Elles y sont toutes passées. De Myriam
Boyer à Bernadette Lafont, de Glenn Close à Kate Winslet, les comédiennes se
disputent l’affiche des « Monologues du vagin », qui fêtent actuellement leurs
10 ans sur la scène française. Depuis sa première représentation dans
l’Hexagone, en 1999, avec Fanny Cottençon seule en scène, le manifeste de la
féministe américaine Eve Ensler, créé à Broadway, a été vu par… 800 000
spectateurs et interprété par une soixantaine de Françaises ! Des
comédiennes chevronnées (Rachida Brakni, Claire Nadeau…) comme des personnalités
novices dans le théâtre, telles la professeur de chant Armande Altaï, la
secrétaire d’Etat Valérie Létard, ou encore l’animatrice Flavie Flament ou la
chanteuse Jeanne Cherhal. Toutes enhardies par la force du texte,
témoignages de femmes du monde entier sur leur sexualité, heureuse ou meurtrie.
« Il s’agit moins d’un rôle classique que de la transmission d’une
parole, souligne Isabelle Rattier, metteur en scène des Monologues depuis 2001.
Elles restent assises, avec le texte en main, ce qui les sécurise. A mes
nouvelles venues, je demande d’ailleurs de ne pas se jeter dans l’interprétation
tout de suite, le temps que les choses se mettent en place à l’intérieur. »

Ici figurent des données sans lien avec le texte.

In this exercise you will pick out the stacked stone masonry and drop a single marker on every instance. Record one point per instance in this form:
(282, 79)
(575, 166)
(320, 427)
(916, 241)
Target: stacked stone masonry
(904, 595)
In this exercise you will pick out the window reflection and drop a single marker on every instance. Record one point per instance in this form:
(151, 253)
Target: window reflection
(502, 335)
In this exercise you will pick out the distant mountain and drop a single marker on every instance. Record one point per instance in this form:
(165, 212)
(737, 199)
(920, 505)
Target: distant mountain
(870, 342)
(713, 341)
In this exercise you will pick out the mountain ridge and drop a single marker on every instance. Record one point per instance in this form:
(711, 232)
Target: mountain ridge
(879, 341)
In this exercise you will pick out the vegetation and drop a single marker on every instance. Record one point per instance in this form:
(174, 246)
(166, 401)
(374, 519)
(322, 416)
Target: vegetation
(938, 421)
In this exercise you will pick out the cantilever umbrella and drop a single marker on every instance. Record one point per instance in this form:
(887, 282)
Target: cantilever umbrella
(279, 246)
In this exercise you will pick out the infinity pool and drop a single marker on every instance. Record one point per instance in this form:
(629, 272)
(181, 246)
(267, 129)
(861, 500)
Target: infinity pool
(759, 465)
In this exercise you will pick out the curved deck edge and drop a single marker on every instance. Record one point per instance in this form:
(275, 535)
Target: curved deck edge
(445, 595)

« Jenifer était surprise d’être sollicitée et elle est formidable
»
Pour choisir ses interprètes, qu’elle renouvelle sans cesse,
Isabelle Rattier « fonctionne au feeling », sollicitant des femmes ayant le sens
de la scène, ce « langage commun » à tous les artistes. « Jeanne Cherhal avait
les larmes aux yeux quand je l’ai appelée et Jenifer était assez surprise d’être
sollicitée. Pourtant elle est formidable. » Le mois dernier pourtant, la
chanteuse a été étrillée par la presse régionale, qui l’a qualifiée de «
laborieuse », « sans relief »… « On a été horrifié par cette mauvaise foi »,
s’indigne la metteur en scène. « Jenifer a affronté des salles de 1 200
personnes. Elle a beaucoup fait rire et a été applaudie par des spectateurs
debout. Ces critiques l’ont perturbée, mais c’est quelqu’un de très fort. Elle
sera à Paris, ce sera sa réponse. » Dès le 5 janvier, en compagnie d’Andréa
Ferréol et Maïmouna Gueye.
« Les Monologues du vagin », au Théâtre
Michel, 38, rue des Mathurins, Paris (VIIIe). Du mardi au samedi, à 19 heures ;
le dimanche à 17 h 30. Places de 38,50 € à 55 €. Avec Catherine Arditi, Aurore
Auteuil et Stéphanie Bataille jusqu’au 3 janvier. Location au
01.42.65.35.02.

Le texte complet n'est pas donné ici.